Upton Sinclair, ed. (1878–1968). rn The Cry for Justice: An Anthology of the Literature of Social Protest. 1915.
Rounding the Horn(From Dauber)
Masefield, John
John Masefield
(An English poet who has had a varied career as sailor, laborer and even bartender upon the Bowery, New York. Born 1873, his narrative poems of humble life made him famous almost over night)T
The Dauber knew its meaning; it was come:
Cape Horn, that tramples beauty into wreck,
And crumples steel and smites the strong man dumb.
Down clattered flying kites and staysails: some
Sang out in quick, high calls: the fair-leads skirled,
And from the south-west came the end of the world …
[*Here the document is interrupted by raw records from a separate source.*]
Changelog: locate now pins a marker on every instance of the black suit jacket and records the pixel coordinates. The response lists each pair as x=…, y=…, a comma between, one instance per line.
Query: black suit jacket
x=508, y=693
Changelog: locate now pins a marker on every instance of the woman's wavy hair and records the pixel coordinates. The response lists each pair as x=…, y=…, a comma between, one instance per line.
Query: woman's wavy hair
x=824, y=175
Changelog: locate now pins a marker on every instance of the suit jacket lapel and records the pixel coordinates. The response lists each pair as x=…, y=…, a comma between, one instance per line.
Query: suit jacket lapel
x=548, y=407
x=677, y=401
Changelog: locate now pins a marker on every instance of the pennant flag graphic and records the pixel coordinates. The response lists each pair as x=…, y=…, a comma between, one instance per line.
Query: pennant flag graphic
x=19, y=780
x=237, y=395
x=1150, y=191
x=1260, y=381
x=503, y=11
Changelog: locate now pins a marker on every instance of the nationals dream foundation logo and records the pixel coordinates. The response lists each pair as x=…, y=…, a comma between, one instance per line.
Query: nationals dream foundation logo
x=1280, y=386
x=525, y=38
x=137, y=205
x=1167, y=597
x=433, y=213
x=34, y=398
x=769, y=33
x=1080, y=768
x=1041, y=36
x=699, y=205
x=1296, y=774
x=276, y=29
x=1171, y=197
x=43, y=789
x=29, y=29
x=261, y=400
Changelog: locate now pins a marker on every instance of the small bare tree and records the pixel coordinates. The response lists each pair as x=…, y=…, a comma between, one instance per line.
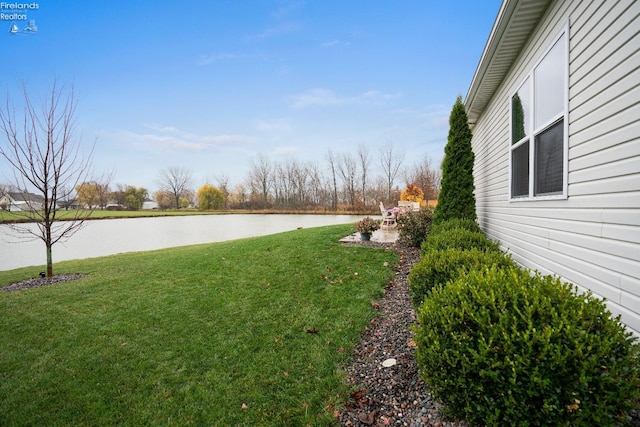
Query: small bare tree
x=331, y=159
x=45, y=157
x=390, y=161
x=363, y=156
x=175, y=180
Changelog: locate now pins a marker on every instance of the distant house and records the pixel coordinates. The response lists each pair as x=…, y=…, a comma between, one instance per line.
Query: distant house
x=554, y=107
x=149, y=204
x=21, y=201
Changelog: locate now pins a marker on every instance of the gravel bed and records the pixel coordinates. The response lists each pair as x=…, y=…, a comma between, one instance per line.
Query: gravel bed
x=37, y=282
x=396, y=395
x=391, y=396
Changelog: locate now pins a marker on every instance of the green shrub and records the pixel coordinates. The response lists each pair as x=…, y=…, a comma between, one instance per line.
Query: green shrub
x=439, y=267
x=445, y=226
x=414, y=226
x=458, y=238
x=502, y=347
x=456, y=198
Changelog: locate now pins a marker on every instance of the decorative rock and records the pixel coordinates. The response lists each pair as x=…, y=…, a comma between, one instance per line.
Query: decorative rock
x=389, y=363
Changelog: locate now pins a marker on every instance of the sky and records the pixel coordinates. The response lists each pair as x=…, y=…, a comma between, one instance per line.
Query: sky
x=209, y=85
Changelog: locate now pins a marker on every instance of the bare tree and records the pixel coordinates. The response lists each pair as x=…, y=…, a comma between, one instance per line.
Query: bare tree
x=334, y=182
x=175, y=180
x=222, y=181
x=390, y=160
x=348, y=172
x=260, y=177
x=363, y=156
x=45, y=157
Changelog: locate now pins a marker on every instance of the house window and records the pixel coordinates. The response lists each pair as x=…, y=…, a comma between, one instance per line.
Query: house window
x=538, y=128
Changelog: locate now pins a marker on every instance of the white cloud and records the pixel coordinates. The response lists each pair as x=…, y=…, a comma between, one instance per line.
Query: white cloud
x=324, y=97
x=282, y=125
x=273, y=31
x=286, y=150
x=173, y=139
x=335, y=43
x=209, y=58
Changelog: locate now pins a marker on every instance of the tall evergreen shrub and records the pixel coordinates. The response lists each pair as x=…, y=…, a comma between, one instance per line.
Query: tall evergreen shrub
x=456, y=199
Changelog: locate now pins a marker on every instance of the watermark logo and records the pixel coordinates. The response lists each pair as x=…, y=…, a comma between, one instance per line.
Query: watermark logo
x=20, y=16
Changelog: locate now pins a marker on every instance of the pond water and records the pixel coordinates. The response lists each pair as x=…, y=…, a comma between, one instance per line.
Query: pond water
x=108, y=237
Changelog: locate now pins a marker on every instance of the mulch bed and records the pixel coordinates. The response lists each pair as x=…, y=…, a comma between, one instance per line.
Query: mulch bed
x=395, y=395
x=37, y=282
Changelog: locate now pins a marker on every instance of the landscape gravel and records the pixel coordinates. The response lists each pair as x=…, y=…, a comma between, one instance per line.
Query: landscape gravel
x=395, y=395
x=37, y=282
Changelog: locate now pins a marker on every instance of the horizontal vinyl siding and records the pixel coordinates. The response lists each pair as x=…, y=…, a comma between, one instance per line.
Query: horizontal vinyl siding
x=592, y=238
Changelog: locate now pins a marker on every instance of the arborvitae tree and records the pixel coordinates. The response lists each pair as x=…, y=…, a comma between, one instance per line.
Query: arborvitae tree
x=456, y=199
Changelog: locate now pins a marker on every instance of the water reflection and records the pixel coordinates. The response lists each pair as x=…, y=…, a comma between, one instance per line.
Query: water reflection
x=108, y=237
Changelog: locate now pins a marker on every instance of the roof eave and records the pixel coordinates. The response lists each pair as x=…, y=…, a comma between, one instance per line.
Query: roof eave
x=512, y=28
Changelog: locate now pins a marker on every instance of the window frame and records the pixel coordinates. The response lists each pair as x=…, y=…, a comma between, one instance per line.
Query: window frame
x=533, y=132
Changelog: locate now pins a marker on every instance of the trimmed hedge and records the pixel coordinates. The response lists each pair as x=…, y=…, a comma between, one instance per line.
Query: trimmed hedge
x=414, y=226
x=439, y=267
x=502, y=347
x=458, y=238
x=466, y=224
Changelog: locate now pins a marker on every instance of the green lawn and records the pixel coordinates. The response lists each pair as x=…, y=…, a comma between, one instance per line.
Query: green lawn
x=212, y=334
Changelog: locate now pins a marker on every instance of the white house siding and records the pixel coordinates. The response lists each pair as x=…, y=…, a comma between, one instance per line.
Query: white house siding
x=592, y=238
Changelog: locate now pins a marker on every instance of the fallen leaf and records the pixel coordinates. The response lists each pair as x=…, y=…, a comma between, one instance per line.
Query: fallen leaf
x=367, y=419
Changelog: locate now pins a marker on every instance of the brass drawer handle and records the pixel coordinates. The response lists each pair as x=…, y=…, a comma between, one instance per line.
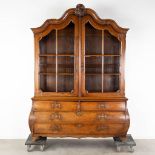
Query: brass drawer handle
x=56, y=116
x=56, y=105
x=101, y=127
x=101, y=117
x=101, y=106
x=56, y=128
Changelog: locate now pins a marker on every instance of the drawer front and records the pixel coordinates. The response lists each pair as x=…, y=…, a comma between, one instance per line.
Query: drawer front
x=79, y=128
x=103, y=106
x=111, y=117
x=73, y=106
x=54, y=106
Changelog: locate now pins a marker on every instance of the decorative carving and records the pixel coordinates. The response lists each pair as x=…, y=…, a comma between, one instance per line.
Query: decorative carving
x=80, y=10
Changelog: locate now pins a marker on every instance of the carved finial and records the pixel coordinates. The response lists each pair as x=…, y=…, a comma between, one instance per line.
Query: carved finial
x=80, y=10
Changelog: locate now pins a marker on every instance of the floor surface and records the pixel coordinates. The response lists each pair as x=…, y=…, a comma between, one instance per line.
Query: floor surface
x=76, y=147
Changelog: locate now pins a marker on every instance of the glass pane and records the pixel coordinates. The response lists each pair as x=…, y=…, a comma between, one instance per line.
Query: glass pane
x=47, y=62
x=111, y=44
x=110, y=83
x=111, y=64
x=93, y=83
x=93, y=61
x=66, y=65
x=93, y=40
x=47, y=44
x=47, y=83
x=65, y=83
x=65, y=59
x=66, y=40
x=93, y=65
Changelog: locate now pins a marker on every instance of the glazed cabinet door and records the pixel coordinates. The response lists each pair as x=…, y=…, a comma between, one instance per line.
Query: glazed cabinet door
x=101, y=59
x=57, y=59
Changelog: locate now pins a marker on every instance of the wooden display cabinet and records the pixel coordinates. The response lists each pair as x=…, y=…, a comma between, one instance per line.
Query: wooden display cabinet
x=79, y=77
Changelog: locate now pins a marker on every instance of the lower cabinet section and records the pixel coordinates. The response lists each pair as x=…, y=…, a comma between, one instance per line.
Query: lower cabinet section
x=80, y=128
x=79, y=119
x=47, y=117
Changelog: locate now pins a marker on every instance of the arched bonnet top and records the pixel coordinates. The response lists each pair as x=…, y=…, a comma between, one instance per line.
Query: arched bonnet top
x=80, y=11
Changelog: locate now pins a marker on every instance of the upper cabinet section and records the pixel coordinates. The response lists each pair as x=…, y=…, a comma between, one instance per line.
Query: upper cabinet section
x=79, y=55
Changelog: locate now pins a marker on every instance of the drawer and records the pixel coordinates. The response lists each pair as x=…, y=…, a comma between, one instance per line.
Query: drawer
x=79, y=128
x=103, y=106
x=111, y=117
x=54, y=106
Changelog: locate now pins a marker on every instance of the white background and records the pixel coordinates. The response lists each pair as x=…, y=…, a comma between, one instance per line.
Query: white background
x=17, y=58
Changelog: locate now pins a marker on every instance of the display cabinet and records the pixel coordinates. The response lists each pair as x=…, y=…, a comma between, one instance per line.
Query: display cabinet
x=79, y=77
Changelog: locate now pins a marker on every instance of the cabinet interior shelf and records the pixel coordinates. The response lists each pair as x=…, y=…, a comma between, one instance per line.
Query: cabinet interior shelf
x=102, y=73
x=56, y=73
x=46, y=55
x=106, y=55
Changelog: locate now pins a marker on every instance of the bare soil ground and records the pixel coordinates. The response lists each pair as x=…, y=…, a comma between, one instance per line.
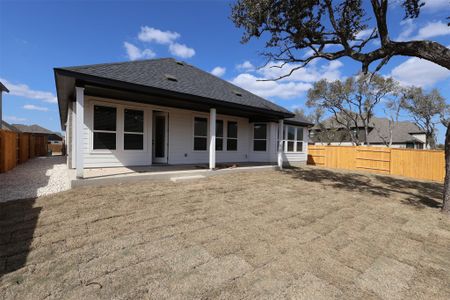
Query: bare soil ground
x=306, y=233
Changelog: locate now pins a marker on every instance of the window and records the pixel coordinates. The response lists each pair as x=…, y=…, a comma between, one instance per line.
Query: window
x=133, y=138
x=293, y=138
x=259, y=137
x=231, y=136
x=104, y=127
x=200, y=134
x=219, y=135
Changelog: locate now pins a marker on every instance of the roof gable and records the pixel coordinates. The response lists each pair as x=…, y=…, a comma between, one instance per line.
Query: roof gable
x=169, y=74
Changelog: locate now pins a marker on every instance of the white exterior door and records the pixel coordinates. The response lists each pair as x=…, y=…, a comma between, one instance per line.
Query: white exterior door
x=160, y=137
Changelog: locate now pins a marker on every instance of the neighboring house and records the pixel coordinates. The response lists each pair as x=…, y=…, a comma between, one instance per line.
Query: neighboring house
x=163, y=111
x=52, y=137
x=2, y=89
x=8, y=127
x=404, y=134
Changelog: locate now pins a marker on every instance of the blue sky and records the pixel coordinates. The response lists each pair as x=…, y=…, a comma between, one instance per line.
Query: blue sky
x=36, y=36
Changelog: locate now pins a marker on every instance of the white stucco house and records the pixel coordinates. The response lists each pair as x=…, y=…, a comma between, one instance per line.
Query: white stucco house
x=163, y=111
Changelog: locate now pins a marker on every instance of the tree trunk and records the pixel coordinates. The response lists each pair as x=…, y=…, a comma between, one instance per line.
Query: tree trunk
x=446, y=196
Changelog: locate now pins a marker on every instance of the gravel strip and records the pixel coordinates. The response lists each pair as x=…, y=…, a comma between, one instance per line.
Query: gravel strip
x=37, y=177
Out on the yard, gripping the yard, and feeling
Sick at the mighty space of air displayed
Below his feet, where mewing birds were wheeling
A giddy fear was on him; he was reeling.
He bit his lip half through, clutching the jack.
A cold sweat glued the shirt upon his back.
He felt that he would fall; he clutched, he bent,
Clammy with natural terror to the shoes
While idiotic promptings came and went.
Snow fluttered on a wind-flaw and was spent;
He saw the water darken. Someone yelled,
“Frap it; don’t stay to furl! Hold on!” He held.
The sky went out, the waters disappeared.
He felt a shocking pressure of blowing hurl
The ship upon her side. The darkness speared
At her with wind; she staggered, she careered,
Then down she lay. The Dauber felt her go;
He saw her yard tilt downwards. Then the snow
Mixed with the wind’s one devilish thrust and shriek,
Which whiffled out men’s tears, defeated, took hold,
Flattening the flying drift against the cheek.
The yards buckled and bent, man could not speak.
The ship lay on her broadside; the wind’s sound
Had devilish malice at having got her downed.…
Only the world had changed, his life had died.
A moment now was everlasting hell.
Nature an onslaught from the weather side,
A withering rush of death, a frost that cried,
Shrieked, till he withered at the heart; a hail
Plastered his oilskins with an icy mail.…
The Dauber followed where he led; below
He caught one giddy glimpsing of the deck
Filled with white water, as though heaped with snow.
He saw the streamers of the rigging blow
Straight out like pennons from the splintered mast,
Then, all sense dimmed, all was an icy blast
Roaring and crashing on the jerking stage,
An utter bridle given to utter vice,
Limitless power mad with endless rage
Withering the soul; a minute seemed an age.
He clutched and hacked at ropes, at rags of sail,
Thinking that comfort was a fairy-tale
Heard of in other lives—imagined, dreamed—
There where the basest beggar was a prince.
To him in torment where the tempest screamed,
Comfort and warmth and ease no longer seemed
Things that a man could know; soul, body, brain,
Knew nothing but the wind, the cold, the pain.